We can see Boston Airbnb listings dataset has 3585 rows and 94 columns. There are too many columns. We can see two types of columns i.e. Numeric and Object.
Some columns have very few or zero non-null values. I have removed these columns from the data sets.
There are columns such as host_url, medium_url, pricture_url, etc that are not useful thus should be removed thus I have ignored such columns from my studied dataset.
There are columns such as price, cleaning_fee, security_deposit, host_response_rate, etc that are of type object. These columns can be converted to number type thus I have converted them.

Data cleaning and transformations

Based on the above observations I have written a function that uses pandas high-level functions to drop columns that are not useful, drop columns having fewer values, fill NA values, and converting some object type columns to numeric columns. This activity will clean the data and will make more sense.

Numerical features analysis

With cleaned datasets let’s see how the price is distributed and try to analyze the price feature.
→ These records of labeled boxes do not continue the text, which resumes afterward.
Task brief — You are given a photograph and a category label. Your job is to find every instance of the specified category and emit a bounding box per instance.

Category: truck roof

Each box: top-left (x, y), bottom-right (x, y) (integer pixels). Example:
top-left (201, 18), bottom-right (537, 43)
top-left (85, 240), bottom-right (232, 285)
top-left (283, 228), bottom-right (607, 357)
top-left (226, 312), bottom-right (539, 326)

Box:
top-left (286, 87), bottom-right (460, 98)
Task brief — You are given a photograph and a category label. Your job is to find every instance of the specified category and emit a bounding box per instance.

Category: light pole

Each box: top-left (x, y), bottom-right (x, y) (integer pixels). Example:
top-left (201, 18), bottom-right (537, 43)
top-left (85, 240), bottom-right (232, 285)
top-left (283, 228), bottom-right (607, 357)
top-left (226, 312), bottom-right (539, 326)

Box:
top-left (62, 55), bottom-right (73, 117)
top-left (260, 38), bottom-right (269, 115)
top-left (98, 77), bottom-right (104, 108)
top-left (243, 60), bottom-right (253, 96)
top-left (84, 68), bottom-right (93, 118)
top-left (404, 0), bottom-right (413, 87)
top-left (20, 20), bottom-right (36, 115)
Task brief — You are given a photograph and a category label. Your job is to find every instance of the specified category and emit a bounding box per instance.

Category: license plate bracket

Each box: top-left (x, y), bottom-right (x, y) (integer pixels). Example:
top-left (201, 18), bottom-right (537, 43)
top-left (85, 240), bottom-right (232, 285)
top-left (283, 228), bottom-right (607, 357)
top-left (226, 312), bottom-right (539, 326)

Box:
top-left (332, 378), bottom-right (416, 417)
To do that I have fetched the price column from the listings dataset and plotted a hist distribution using the seaborn histplot function.

Price distribution of Boston Airbnb Listings

Observations:

We can see that most of the samples from price columns are within the range of 220 USD and there are rare samples that are less than 20 USD and greater than 500. I have removed these rows since it is rare to expect such a price from Airbnb listings.
I can further take the log of price to normalize the distribution while training the model.

Removing outliers

Based on the above observation I had included rows where the price was between 20 to 500. After removing outliers we see the improved distribution of the price.
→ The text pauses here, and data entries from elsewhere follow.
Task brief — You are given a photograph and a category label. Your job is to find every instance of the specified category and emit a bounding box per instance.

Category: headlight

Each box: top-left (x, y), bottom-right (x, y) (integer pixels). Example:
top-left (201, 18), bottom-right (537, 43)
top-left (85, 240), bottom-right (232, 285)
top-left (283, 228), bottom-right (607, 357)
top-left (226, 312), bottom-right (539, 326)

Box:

Improved price distribution of Boston Airbnb Listings

I can see now outliers the price is in better shape. The distribution of the log of the price is even better I will use this transformation later while preparing train and test splits.

Correlation Matrix of all Numerical columns

To plot a correlation matrix between numeric variables I fetched numeric columns from the listings dataset and then using the panda's correlation function I was able to get a correlation matrix between all variables. Using the seaborn heatmap function I plotted the correlation matrix as a heatmap. Positive values show a positive or strong relationship between two given feature whereas negative values shows week relationship. This heatmap helped me further to select columns for preparing our final train and test splits.

1. What Features are affecting the price most? It would be interesting to see how features are related to price? Which ones are having a hot relationship with the price?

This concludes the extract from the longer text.